Ryan - I can see your point, Justin.TV certainly does add a whole meta-level to the game, and I have myself been drawn into this dimension of the show.
It was funny to see Justin checking out this review for instance, and reading aloud one of my few criticisms: 'while the site design is less than beautiful?' Priceless.
jcohen - thanks for your feedback, and sorry if you were disappointed. You are totally right.
Thankfully the promise of the post title seems to be upon us, in the form of the stream-your-own-show services by Ustream.TV and Stickam.com. Ustream.TV is dedicated to becoming the YouTube of streaming, and Stickam.com is playing up the 'express yourself live' dimension of what they do in the wake of Justin.TV's success. Expect a review very soon to make up for that misleading title.
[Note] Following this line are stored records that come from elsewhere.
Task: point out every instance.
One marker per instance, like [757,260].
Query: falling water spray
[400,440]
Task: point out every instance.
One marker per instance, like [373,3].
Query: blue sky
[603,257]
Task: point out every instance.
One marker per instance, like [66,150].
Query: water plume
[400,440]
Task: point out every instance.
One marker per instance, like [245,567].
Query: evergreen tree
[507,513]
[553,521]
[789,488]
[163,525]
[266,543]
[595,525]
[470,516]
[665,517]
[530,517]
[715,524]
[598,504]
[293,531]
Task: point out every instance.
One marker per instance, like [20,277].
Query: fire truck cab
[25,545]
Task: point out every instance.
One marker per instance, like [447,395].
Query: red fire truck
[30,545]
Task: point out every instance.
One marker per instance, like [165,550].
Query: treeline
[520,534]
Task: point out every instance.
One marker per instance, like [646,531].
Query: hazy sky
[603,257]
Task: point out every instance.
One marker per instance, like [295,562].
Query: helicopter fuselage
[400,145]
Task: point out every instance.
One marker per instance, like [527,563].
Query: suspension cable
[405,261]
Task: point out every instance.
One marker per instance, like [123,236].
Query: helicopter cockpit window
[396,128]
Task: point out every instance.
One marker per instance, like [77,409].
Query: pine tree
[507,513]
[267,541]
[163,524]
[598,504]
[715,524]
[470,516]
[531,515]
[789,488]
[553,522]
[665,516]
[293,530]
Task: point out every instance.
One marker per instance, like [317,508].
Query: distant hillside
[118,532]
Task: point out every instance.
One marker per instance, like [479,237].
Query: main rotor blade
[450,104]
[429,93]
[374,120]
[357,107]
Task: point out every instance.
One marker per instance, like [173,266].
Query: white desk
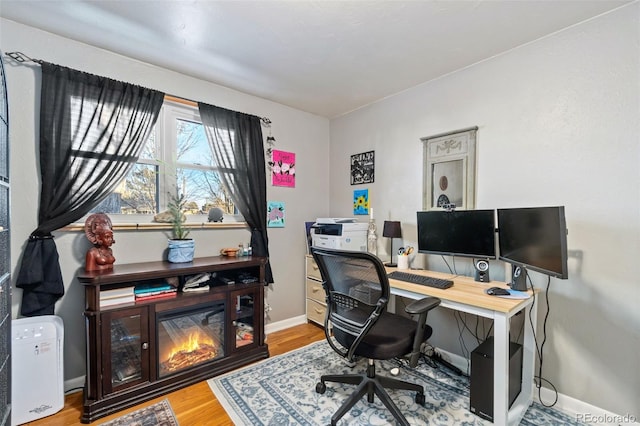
[467,295]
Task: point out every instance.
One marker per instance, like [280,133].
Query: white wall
[305,134]
[558,125]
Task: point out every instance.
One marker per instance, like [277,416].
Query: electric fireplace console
[141,348]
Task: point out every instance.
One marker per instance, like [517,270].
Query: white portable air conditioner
[37,380]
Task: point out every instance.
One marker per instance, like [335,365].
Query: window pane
[137,194]
[193,147]
[150,149]
[203,191]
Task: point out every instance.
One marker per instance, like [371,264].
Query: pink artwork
[283,171]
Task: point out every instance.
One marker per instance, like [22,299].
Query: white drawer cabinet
[315,297]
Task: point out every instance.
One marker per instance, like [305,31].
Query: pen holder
[403,262]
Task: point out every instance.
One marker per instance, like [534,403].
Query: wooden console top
[159,269]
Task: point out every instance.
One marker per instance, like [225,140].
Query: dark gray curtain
[237,146]
[92,130]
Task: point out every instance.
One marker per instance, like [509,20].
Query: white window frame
[167,165]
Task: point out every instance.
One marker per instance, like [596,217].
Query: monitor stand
[518,278]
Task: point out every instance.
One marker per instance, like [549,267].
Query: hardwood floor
[196,404]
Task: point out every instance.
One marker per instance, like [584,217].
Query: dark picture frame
[363,168]
[450,170]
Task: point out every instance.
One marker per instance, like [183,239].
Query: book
[150,288]
[117,300]
[115,293]
[166,294]
[154,293]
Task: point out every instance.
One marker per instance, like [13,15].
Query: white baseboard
[287,323]
[579,410]
[457,360]
[582,411]
[74,385]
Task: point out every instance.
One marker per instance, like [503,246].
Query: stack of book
[116,296]
[144,292]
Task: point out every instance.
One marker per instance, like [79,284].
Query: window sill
[79,227]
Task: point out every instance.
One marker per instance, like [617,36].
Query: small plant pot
[181,251]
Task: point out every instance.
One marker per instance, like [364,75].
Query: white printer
[339,233]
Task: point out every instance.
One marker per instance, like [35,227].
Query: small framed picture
[275,214]
[363,168]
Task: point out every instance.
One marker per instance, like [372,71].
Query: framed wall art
[361,201]
[363,168]
[275,214]
[450,170]
[283,168]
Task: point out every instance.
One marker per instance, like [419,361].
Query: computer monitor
[467,233]
[534,238]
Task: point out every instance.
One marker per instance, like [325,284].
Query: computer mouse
[497,291]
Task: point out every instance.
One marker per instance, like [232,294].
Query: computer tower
[481,392]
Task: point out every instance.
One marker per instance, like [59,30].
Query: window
[176,159]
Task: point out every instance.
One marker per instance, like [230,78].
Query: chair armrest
[422,305]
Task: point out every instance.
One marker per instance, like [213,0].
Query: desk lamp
[391,230]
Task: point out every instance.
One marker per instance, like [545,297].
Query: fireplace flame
[191,344]
[195,349]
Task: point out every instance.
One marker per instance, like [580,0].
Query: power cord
[539,349]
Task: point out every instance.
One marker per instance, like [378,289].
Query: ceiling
[324,57]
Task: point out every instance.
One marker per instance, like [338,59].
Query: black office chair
[357,290]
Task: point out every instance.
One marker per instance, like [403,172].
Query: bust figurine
[99,232]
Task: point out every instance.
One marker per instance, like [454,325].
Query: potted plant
[181,248]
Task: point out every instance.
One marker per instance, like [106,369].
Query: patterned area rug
[281,391]
[158,414]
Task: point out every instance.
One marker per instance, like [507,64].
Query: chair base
[371,385]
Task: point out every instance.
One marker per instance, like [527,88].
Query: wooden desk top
[464,290]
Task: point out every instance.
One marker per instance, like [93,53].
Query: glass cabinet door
[243,317]
[125,348]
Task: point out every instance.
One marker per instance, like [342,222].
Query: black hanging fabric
[92,130]
[238,149]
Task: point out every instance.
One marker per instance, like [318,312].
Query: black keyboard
[421,279]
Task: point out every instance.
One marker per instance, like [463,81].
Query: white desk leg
[391,304]
[500,369]
[528,356]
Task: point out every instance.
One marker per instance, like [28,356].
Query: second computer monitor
[468,233]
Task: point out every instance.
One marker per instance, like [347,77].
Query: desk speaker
[482,270]
[518,278]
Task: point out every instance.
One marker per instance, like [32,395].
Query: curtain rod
[22,58]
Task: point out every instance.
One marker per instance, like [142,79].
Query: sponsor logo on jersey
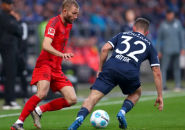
[51,31]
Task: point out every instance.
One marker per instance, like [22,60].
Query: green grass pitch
[144,116]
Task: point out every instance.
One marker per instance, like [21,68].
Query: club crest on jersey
[51,31]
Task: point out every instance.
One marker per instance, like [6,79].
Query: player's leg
[68,100]
[177,72]
[164,66]
[102,86]
[42,90]
[128,104]
[87,107]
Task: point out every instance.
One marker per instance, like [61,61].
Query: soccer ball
[99,119]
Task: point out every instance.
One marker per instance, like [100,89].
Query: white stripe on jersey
[111,43]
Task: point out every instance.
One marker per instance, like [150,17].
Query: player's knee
[72,101]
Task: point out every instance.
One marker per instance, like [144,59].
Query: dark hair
[142,24]
[69,3]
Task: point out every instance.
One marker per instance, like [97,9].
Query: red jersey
[56,30]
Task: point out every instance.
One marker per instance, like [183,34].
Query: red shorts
[57,78]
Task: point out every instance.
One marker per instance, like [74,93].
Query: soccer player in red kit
[47,73]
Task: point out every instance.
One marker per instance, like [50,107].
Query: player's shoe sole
[122,120]
[36,119]
[77,123]
[17,127]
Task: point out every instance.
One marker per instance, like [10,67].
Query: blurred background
[97,22]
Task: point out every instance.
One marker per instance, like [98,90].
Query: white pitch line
[108,103]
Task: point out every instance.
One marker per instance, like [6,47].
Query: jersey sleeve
[50,30]
[153,56]
[113,41]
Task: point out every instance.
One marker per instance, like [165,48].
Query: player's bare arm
[103,56]
[49,48]
[158,82]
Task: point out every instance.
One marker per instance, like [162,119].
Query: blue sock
[83,112]
[127,105]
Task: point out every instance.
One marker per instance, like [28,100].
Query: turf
[144,116]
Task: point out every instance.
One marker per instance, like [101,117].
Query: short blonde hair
[69,3]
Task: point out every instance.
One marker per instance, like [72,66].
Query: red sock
[29,107]
[55,104]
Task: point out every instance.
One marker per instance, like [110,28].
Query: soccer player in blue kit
[122,68]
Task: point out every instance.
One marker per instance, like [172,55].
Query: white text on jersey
[122,58]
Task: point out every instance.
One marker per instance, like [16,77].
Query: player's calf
[72,100]
[79,120]
[17,127]
[36,118]
[122,120]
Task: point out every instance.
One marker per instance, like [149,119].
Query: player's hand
[182,52]
[66,56]
[159,55]
[160,101]
[98,73]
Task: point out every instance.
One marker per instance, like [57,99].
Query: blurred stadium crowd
[97,22]
[103,13]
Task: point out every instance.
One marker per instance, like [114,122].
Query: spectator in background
[171,34]
[130,19]
[22,55]
[10,32]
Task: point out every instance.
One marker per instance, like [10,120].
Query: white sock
[38,110]
[18,122]
[123,112]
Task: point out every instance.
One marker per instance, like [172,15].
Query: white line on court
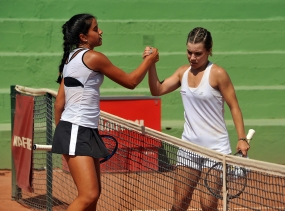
[180,123]
[142,90]
[252,122]
[149,20]
[44,54]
The title was deceptive: Video Stream Yourself To The World Non-Stop: Justin.TV---there was nothing in this article about how one can video stream themselves. All you talked about was justin.tv.
One of the more fascinating aspects of Justin.TV is the regressive meta stuff. Watching Justin and the Justin.TV crew talk about running Justin.TV. On one hand it's just a guy's work-a-day life. On the other, they're not doing this to create art. They want a business model, some VC funding, a whole network of HatCams.
About an hour ago, I tuned into Justin.TV as the team tried to discuss how much information about site stats to give out, given the strategic value of the information. The conversation was stilted as everyone was keenly aware people (like me) were listening. Meanwhile, a phone interview fished for numbers, and mused about whether TechCrunch would keep Justin.TV in the limelight in exchange for some inside scoops.
Not exactly JenniCam in that respect!
The Laughing Squid feedback loop a few days back was also mindbending. People blogging about Justin and turning up on camera, Twittering from the scene, then getting shout outs from Justin himself. It's enough to make you dizzy.
Interesting stuff. I imagine a sponsored road trip is in Justin's future (if the cellular network can sustain it). A pity he can't hop a plane to New York... or here to Hawaii. At least not without a guest hat host! Janet.TV?